Interviewer instructions
For each item listed, indicate whether someone in the household owns one of the listed items (‘yes’ or ‘no’). Make sure to ask EACH individual item and not let the respondent simple list which assets he/she thinks they have. Also, you should ask about the more luxury items, such as cars, even if you think they do not own it. You can always tell the respondent that you are asking those questions to everybody in the village, and that it is your job to do so in order to be consistent for each household.
Make sure you ask whether or not the respondent or anyone in the household owns the item. This is important as it is easy to slip into the habit of asking ‘you’ rather than ‘you or anyone else in the household’ (as it conforms more closely to natural conversational phrasing). Stick to the formulation ‘you or anyone else in the household’ to avoid confusion.

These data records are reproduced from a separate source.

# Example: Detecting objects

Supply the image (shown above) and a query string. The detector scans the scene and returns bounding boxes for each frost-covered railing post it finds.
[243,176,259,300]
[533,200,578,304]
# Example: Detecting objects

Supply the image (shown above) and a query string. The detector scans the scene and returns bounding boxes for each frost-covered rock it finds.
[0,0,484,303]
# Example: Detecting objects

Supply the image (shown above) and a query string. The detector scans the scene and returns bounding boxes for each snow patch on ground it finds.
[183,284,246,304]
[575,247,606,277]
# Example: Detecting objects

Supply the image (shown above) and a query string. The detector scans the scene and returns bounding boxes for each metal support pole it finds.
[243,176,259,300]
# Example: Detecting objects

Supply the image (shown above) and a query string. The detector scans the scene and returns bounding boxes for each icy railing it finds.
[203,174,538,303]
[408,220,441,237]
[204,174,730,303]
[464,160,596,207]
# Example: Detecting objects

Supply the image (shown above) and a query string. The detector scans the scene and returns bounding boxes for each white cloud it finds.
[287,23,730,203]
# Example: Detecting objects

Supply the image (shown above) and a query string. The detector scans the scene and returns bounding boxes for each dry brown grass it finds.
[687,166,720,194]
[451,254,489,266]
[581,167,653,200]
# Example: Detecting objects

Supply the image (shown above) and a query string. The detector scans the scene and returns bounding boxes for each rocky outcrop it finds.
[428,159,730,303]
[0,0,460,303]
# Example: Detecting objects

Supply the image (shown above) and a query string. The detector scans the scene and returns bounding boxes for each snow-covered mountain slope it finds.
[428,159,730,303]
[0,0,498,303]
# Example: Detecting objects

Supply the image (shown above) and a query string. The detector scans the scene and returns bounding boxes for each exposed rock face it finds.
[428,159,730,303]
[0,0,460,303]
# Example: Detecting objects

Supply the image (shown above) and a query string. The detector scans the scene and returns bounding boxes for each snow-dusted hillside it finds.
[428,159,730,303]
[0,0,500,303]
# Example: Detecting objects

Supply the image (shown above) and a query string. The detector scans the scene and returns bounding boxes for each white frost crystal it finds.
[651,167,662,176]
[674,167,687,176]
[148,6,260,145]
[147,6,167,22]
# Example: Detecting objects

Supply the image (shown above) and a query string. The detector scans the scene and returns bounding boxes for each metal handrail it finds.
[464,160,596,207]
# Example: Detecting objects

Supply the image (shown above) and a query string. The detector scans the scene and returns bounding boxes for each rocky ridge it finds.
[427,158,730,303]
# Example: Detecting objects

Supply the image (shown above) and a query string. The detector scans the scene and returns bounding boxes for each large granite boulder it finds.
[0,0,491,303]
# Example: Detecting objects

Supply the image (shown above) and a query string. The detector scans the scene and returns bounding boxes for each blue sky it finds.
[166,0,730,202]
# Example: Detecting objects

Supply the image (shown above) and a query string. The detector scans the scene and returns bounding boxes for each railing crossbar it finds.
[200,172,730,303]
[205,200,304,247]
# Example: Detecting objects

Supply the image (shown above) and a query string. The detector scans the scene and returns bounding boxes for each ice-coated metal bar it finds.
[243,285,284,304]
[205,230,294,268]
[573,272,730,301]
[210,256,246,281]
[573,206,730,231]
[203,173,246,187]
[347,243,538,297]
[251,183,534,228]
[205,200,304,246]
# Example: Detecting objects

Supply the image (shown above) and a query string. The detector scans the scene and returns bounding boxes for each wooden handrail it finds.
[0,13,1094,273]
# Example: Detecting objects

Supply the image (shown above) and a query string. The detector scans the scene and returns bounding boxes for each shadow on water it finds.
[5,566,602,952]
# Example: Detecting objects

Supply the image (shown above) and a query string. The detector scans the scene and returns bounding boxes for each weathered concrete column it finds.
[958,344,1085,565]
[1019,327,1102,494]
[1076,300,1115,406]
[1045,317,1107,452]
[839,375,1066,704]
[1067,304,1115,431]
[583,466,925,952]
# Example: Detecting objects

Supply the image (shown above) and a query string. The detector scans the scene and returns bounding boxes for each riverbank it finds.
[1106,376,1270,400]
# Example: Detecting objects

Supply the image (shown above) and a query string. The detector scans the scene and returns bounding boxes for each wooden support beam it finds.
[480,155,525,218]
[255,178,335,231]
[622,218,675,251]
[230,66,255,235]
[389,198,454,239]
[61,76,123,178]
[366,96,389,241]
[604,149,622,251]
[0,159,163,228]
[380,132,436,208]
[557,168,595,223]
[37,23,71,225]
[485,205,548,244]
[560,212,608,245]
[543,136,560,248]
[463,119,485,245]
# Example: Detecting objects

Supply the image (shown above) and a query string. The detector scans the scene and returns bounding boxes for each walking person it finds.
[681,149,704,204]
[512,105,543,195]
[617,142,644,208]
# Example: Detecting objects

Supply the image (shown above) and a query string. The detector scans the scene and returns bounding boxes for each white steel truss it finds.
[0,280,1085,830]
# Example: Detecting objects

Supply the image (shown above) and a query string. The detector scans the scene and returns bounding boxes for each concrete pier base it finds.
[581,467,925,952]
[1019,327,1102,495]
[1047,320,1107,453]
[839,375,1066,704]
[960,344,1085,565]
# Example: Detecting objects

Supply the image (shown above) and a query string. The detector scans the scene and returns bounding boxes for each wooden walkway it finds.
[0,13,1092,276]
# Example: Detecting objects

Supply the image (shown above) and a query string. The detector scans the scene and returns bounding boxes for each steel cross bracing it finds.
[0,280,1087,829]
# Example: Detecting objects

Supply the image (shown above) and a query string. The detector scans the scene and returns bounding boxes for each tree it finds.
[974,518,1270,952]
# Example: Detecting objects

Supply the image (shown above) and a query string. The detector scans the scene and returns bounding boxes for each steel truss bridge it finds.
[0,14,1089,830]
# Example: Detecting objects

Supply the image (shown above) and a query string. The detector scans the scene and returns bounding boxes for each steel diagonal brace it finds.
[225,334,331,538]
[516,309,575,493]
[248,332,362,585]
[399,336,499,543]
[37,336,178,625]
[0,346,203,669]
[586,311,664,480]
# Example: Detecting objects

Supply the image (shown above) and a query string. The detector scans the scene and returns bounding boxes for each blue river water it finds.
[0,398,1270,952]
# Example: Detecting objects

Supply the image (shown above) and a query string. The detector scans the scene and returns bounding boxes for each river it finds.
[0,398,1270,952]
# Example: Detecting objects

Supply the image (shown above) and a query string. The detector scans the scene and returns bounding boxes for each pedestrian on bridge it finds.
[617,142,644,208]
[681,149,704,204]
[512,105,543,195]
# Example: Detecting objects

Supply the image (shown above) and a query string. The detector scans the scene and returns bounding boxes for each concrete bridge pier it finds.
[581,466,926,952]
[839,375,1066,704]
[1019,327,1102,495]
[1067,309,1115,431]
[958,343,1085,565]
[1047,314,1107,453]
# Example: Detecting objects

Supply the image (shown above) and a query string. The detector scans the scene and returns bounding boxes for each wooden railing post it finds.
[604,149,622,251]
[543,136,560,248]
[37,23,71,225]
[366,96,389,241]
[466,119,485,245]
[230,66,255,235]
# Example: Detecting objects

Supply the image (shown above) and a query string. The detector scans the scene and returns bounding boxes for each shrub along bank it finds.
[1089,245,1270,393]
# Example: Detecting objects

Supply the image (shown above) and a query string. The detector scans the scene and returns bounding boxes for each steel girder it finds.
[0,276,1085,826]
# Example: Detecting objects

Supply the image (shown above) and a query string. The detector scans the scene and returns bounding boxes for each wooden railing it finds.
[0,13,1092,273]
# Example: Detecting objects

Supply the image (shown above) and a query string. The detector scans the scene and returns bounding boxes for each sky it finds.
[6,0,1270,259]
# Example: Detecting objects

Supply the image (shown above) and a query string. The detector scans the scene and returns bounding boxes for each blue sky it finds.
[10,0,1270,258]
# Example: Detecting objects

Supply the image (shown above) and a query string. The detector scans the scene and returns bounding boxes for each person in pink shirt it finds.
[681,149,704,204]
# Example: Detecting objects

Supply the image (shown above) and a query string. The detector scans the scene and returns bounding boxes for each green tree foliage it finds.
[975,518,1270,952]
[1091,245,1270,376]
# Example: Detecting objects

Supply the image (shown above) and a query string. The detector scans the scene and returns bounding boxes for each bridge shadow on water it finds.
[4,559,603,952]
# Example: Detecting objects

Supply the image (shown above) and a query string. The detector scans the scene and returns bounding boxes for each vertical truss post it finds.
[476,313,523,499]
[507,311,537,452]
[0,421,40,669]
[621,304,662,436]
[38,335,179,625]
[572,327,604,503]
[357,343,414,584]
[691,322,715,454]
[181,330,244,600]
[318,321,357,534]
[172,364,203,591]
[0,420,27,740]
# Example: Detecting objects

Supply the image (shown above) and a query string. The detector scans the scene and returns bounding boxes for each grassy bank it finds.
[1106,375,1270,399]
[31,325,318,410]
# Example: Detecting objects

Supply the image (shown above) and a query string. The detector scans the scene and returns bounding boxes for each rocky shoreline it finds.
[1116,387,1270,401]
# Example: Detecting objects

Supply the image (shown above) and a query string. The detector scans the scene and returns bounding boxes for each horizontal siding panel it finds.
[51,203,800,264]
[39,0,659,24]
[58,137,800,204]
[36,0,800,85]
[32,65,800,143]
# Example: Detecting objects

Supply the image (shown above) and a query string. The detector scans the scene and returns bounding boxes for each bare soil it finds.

Asking ‘you’ may be interpreted by the respondent as meaning ‘his/her self’ not the household.
People who belong to several households (e.g. a polygamist head of household with another wife and household somewhere else) will own assets that do not belong to the household you are interviewing. E.g. do not count this person’s furniture in the other household as belonging to the household you are interviewing, but DO count a mobile phone that he carries with him or a motorbike that he uses to visit both households. The rule should be that anything that remains in the other household is not eligible for inclusion in the asset section of the questionnaire, but anything that clearly transfers between households can be included.
Note that a ‘functioning’ need to be ‘functioning’ in order to be considered as owned asset. For instance, do not
consider a car that has been standing still in the garage for several years because it does not function anymore.
However, in case an asset is temporarily not functioning (for instance a cell-phone that is at the fundi at the moment), you should consider it.
Specific asset instructions:
• Radio: Emphasize that also small radio’s are considered
• Clock: Emphasize that also watches are considered
• Television: it is having the UNIT itself that is meant here, NOT whether this unit has SIGNAL or not.